The finishing phase is carried out in the following sequence by the
BIF erlang:finish_loading
:
Seize exclusive code load permission (suspend process if needed until we get it).
Make a full copy of all the active access structures. This copy is called the staging area and is identified by the global atomic variable
the_staging_code_index
.Update all access structures in the staging area to include the newly prepared module.
Schedule a thread progress event. That is a time in the future when all schedulers have yielded and executed a full memory barrier.
Suspend the loader process.
After thread progress, commit the staging area by assigning
the_staging_code_index
tothe_active_code_index
.Release the code load permission allowing other processes to stage new code.
Resume the loader process allowing it to return from
erlang:finish_loading
.
Thread Progress
The waiting for thread progress in 4-6 is necessary in order for
processes to read the_active_code_index
atomic during normal
execution without any expensive memory barriers.
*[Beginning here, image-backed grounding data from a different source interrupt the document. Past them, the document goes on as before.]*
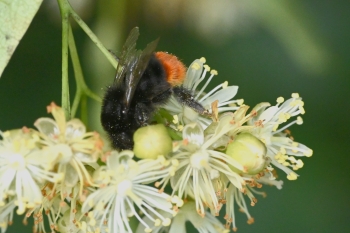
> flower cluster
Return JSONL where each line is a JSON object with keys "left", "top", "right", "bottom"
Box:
{"left": 0, "top": 58, "right": 312, "bottom": 233}
{"left": 0, "top": 103, "right": 103, "bottom": 232}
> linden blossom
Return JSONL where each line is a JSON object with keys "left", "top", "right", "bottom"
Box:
{"left": 33, "top": 102, "right": 103, "bottom": 198}
{"left": 81, "top": 150, "right": 176, "bottom": 233}
{"left": 0, "top": 128, "right": 62, "bottom": 215}
{"left": 0, "top": 94, "right": 313, "bottom": 233}
{"left": 156, "top": 108, "right": 258, "bottom": 217}
{"left": 247, "top": 93, "right": 313, "bottom": 180}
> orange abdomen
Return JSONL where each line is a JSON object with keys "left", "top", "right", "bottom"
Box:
{"left": 155, "top": 52, "right": 187, "bottom": 86}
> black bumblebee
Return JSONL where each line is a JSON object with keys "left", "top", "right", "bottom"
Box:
{"left": 101, "top": 27, "right": 210, "bottom": 150}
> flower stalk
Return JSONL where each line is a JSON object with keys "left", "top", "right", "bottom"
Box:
{"left": 68, "top": 25, "right": 101, "bottom": 119}
{"left": 57, "top": 0, "right": 71, "bottom": 120}
{"left": 56, "top": 0, "right": 118, "bottom": 120}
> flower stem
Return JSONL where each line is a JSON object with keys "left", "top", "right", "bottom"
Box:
{"left": 57, "top": 0, "right": 118, "bottom": 121}
{"left": 57, "top": 0, "right": 71, "bottom": 120}
{"left": 68, "top": 5, "right": 119, "bottom": 69}
{"left": 80, "top": 94, "right": 88, "bottom": 126}
{"left": 68, "top": 25, "right": 101, "bottom": 119}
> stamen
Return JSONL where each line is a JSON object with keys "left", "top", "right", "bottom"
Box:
{"left": 199, "top": 83, "right": 223, "bottom": 103}
{"left": 273, "top": 119, "right": 300, "bottom": 135}
{"left": 277, "top": 97, "right": 284, "bottom": 104}
{"left": 191, "top": 62, "right": 201, "bottom": 70}
{"left": 287, "top": 172, "right": 298, "bottom": 180}
{"left": 292, "top": 93, "right": 300, "bottom": 98}
{"left": 195, "top": 70, "right": 217, "bottom": 99}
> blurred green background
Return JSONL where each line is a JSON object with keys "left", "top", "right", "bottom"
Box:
{"left": 1, "top": 0, "right": 349, "bottom": 232}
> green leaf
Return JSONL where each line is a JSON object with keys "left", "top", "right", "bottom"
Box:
{"left": 0, "top": 0, "right": 43, "bottom": 77}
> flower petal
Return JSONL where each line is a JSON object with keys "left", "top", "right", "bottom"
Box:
{"left": 258, "top": 106, "right": 279, "bottom": 122}
{"left": 65, "top": 119, "right": 86, "bottom": 139}
{"left": 63, "top": 163, "right": 79, "bottom": 187}
{"left": 184, "top": 59, "right": 204, "bottom": 89}
{"left": 34, "top": 117, "right": 59, "bottom": 136}
{"left": 182, "top": 123, "right": 204, "bottom": 147}
{"left": 201, "top": 85, "right": 238, "bottom": 109}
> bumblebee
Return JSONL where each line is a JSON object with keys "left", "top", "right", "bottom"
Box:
{"left": 101, "top": 27, "right": 209, "bottom": 150}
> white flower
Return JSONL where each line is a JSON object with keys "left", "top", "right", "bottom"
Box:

When we write a new
value into the_active_code_index
in step 6, we know that all
schedulers will see an updated and consistent view of all the new
active access structures once they become reachable through
the_active_code_index
.
The total lack of memory barrier when reading the_active_code_index
has one interesting consequence however. Different processes may see
the new code at different point in time depending on when different
cores happen to refresh their hardware caches. This may sound unsafe
but it actually does not matter. The only property we must guarantee
is that the ability to see the new code must spread with process
communication. After receiving a message that was triggered by new
code, the receiver must be guaranteed to also see the new code. This
will be guaranteed as all types of process communication involves
memory barriers in order for the receiver to be sure to read what the
sender has written. This implicit memory barrier will then also make
sure that the receiver reads the new value of the_active_code_index
and thereby also sees the new code. This is true for all kinds of
inter process communication (TCP, ETS, process name registering,
tracing, drivers, NIFs, etc) not just Erlang messages.
Code Index Reuse
To optimize the copy operation in step 2, code access structures are
reused. In current solution we have three sets of code access
structures, identified by a code index of 0, 1 and 2. These indexes
are used in a round robin fashion. Instead of having to initialize a
completely new copy of all access structures for every load operation
we just have to update with the changes that have happened since the
last two code load operations. We could get by with only two code
indexes (0 and 1), but that would require yet another round of waiting
for thread progress before step 2 in the finish_loading
sequence. We
cannot start reusing a code index as staging area until we know that
no lingering scheduler thread is still using it as the active code
index. With three generations of code indexes, the waiting for thread
progress in step 4-6 will give this guarantee for us. Thread progress
will wait for all running schedulers to reschedule at least one
time. No ongoing execution reading code access structures reached from
an old value of the_active_code_index
can exist after a second round
of thread progress.
The design choice between two or three generations of code access structures is a trade-off between memory consumption and code loading latency.
A Consistent Code View
Some native BIFs may need to get a consistent snapshot view of the
active code. To do this it is important to only read
the_active_code_index
one time and then use that index value for all
code accessing during the BIF. If a load operation is executed in
parallel, reading the_active_code_index
a second time might result
in a different value, and thereby a different view of the code.